Adaptive Adjoint-Oriented Neural Network

Updated 28 December 2025

Adaptive AONN is a deep learning framework for solving optimal control PDEs by integrating adjoint-based neural networks with adaptive sampling to tackle singularities.
It couples independent neural network surrogates for state, adjoint, and control with deep adaptive sampling strategies to focus computational resources on challenging regions.
Numerical results demonstrate significant error reduction and efficiency gains, outperforming traditional and non-adaptive methods in various control problems.

An Adaptive Adjoint-Oriented Neural Network (Adaptive AONN) is a deep learning-based framework for the efficient, mesh-adaptive solution of parametric optimal control problems constrained by partial differential equations (PDEs), especially in the presence of solution singularities or low-regularity behavior. It integrates the adjoint-oriented neural network (AONN) methodology for all-at-once approximation of state, adjoint, and control with deep adaptive sampling strategies to dynamically focus computational resources on difficult regions in the joint space of physical and parametric variables. The approach tightly couples the neural network surrogates with the variational KKT structure of the control problem, and automatically concentrates sampling near singularities and regions of large residual, resulting in pronounced gains in both accuracy and efficiency relative to baseline neural and traditional methods (Yuan et al., 21 Dec 2025).

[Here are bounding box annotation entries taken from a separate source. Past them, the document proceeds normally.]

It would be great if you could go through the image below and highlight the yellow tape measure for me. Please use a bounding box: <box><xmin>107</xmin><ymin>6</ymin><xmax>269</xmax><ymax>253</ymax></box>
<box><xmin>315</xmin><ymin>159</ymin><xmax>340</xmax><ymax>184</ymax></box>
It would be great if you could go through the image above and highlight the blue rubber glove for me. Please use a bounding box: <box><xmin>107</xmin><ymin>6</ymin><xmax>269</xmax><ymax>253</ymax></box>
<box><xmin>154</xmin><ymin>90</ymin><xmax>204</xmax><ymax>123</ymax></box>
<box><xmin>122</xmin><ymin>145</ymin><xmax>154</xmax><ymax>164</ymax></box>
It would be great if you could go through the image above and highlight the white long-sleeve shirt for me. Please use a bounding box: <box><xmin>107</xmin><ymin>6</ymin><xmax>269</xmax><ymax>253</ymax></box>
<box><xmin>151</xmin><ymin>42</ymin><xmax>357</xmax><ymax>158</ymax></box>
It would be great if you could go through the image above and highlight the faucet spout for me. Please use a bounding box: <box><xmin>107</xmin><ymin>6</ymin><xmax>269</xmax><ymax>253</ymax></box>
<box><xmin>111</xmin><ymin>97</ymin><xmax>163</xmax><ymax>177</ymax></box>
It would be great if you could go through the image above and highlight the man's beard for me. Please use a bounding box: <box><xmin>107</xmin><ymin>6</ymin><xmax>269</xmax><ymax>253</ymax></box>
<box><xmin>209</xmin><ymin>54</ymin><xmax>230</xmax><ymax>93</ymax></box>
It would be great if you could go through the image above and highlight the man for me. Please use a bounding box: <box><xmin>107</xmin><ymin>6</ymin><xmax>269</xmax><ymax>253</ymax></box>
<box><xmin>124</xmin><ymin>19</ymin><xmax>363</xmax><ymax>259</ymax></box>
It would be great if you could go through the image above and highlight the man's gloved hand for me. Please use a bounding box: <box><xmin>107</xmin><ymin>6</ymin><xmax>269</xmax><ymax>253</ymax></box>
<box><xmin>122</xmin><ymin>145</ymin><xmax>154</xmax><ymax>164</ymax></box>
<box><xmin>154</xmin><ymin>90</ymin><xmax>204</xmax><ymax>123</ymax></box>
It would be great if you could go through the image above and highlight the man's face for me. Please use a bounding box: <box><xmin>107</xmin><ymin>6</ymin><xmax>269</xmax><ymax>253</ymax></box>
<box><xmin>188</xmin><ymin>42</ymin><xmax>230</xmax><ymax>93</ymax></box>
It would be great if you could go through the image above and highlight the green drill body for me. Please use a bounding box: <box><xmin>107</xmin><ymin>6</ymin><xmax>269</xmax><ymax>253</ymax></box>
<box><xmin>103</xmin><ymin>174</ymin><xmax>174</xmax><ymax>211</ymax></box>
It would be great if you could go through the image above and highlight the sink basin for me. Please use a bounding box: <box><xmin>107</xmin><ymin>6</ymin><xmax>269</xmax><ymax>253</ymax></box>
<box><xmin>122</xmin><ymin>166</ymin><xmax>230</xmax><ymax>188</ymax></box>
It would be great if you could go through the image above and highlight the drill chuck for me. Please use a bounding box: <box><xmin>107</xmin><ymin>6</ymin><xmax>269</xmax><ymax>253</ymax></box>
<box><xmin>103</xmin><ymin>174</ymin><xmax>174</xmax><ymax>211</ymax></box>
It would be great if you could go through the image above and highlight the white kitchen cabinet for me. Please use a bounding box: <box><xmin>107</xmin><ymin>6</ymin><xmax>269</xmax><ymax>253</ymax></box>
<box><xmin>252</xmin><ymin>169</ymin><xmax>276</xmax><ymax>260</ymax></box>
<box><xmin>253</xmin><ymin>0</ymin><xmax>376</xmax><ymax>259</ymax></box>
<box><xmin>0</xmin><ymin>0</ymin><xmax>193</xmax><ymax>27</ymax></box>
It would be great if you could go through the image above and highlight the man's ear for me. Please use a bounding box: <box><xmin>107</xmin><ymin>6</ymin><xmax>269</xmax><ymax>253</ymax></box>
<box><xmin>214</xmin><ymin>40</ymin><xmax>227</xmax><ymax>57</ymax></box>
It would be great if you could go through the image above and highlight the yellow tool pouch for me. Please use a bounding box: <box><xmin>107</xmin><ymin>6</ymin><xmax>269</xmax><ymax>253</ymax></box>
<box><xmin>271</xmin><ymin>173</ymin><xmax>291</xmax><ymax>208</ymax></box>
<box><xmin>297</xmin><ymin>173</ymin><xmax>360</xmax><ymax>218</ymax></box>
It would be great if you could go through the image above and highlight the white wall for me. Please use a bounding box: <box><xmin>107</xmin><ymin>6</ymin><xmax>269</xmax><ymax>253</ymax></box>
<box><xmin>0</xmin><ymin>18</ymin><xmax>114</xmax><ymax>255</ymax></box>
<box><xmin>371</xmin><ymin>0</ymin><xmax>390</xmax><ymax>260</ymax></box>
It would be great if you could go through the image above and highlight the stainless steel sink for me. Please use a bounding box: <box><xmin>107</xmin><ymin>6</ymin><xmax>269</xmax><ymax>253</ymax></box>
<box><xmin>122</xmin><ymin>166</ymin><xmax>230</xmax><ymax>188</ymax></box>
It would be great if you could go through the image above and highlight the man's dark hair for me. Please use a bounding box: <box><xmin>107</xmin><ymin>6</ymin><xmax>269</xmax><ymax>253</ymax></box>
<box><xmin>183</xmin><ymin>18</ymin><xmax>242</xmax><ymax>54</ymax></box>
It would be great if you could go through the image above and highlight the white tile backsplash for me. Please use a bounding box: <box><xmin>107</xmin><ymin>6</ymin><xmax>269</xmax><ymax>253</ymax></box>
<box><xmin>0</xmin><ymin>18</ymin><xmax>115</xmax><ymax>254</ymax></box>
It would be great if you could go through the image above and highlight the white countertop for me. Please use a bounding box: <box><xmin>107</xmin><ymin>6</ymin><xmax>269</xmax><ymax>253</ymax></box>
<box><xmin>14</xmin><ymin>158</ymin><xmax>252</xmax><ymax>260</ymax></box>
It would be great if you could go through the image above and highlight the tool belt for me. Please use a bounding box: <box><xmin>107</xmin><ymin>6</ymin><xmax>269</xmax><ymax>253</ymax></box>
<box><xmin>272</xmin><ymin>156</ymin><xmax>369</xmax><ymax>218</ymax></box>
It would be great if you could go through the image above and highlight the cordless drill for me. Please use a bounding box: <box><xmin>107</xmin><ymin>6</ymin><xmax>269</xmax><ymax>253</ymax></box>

1. Mathematical Formulation and Problem Setting

Adaptive AONN targets parametric optimal control problems of the form: for each $\mu\in\Gamma\subset\mathbb{R}^d$ , find state $y$ and control $u$ to minimize a target functional

$\min_{(y,u)\,\in\,Y\times U}\; J(y,u;\mu) = \frac12\|y-y_d\|_{L^2(\Omega(\mu))}^2 + \frac\alpha2\|u\|_{L^2(\Omega(\mu))}^2$

subject to

$\begin{cases} F(y(x;\mu),\,u(x;\mu);\mu) = 0, & x\in\Omega(\mu) \ y = \bar y \quad\text{on } \partial\Omega(\mu) \ u_a(x;\mu) \leq u(x;\mu) \leq u_b(x;\mu) \quad\text{a.e.} \end{cases}$

where the parameter $\mu$ may affect geometry, data, or coefficients, inducing either geometric or parametric singularities.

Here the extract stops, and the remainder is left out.